We are supposed to post a meaningful decoration in our home.  I chose 2, that share the same space.


On the right is a framed copy of our wedding invitation.  A very talented friend of mine designed them, and then framed one for our gift.  We used pink gerber daisies as a theme - and she made one to decorate the decorative hanger on the frame.  Love.

On the left is the one picture I have from our wedding that I felt was worth displaying.  I haven't done much with our pictures.  We were married almost 2 years ago.  Part of it is that I don't LOVE our pictures....we used a family friend and she was just ok.  The other part - I hate how we look in them.  Since having his band, my husband looks great now.  I am still heavy.  For now, only.  So, I chose the picture with just our hands.

It's also meaningful as just about a month ago, I lost my engagement ring.  I am still pissed at myself.  But this picture shows that ring and the 2 bands that go on either side.

I love our wedding stuff.

Wednesday, September 8, 2010

Last pre-op nutritionist meeting

Yesterday I went for my last meeting with the nutritionist before the big day.  Basically, it was to tell me about my post-op diet.

Classic 2 week liquids.  Nothing new to see here.

BUT - I had lost 7 pounds since my last nutritionist meeting which was like 3 weeks ago.

I was really excited!!

See, I haven't been great at keeping up with my diet and following what they had to say.  I haven't since I started this all in like April.  But, I have been having more protein drinks for meals...and yogurt and veggies.  So, healthier all together.

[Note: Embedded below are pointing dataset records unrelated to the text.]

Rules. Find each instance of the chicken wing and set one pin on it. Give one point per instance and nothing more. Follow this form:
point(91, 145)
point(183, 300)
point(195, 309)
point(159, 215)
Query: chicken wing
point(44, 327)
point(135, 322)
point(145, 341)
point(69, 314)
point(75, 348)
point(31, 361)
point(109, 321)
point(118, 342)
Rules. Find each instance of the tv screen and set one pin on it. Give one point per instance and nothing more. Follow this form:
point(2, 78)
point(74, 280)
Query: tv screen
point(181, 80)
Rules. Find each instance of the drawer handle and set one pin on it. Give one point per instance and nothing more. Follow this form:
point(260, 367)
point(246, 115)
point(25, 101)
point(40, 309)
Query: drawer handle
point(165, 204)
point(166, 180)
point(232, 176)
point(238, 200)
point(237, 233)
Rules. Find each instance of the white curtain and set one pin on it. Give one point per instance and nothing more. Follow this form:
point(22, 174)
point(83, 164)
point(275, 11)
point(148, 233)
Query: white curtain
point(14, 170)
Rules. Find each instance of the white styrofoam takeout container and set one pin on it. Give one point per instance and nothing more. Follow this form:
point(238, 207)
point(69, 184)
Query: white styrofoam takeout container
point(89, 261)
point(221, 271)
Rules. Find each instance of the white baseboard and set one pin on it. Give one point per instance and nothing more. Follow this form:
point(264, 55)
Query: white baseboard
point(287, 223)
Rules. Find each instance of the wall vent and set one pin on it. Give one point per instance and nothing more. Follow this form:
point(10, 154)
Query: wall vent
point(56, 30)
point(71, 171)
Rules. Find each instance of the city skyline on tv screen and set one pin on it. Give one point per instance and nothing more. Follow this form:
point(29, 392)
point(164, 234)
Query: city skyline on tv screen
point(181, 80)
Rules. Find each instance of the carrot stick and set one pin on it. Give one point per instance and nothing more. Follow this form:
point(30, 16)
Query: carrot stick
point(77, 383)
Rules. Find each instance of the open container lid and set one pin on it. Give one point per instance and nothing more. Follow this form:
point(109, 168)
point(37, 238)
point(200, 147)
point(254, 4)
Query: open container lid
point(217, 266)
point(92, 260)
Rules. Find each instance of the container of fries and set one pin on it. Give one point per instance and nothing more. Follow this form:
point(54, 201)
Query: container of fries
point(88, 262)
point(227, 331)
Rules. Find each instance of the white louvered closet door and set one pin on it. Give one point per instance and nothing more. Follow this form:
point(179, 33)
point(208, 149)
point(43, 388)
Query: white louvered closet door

I am also starting Weight W@tchers at work tomorrow.  We have about 20 people doing it.  I have done WW before, been successful even.  But, I think we know how this story ends...girl loses weight, girl gains weight back.

My goal here, as discussed here, is to have a plan - something to follow, and people to hold me accountable. Plus, my company reimburses the amount paid, if we attend 10 of 12 meetings of a session...so, I have little to lose.  Ummmm...lots to lose, no risk.  :)

I just can't believe that next week at this time I'll be taking some pre-op pics and getting ready for my last sleep unbanded!!  Weeeee!!!

My new home.

I thought I'd be all cool and start my blog in wordpress.  Yeah.  I don't like it so much.

In case you want to see what came before....  www.onceuponaband.wordpress.com

So here I am!!  Welcome to the blogger version of Once Upon A Band!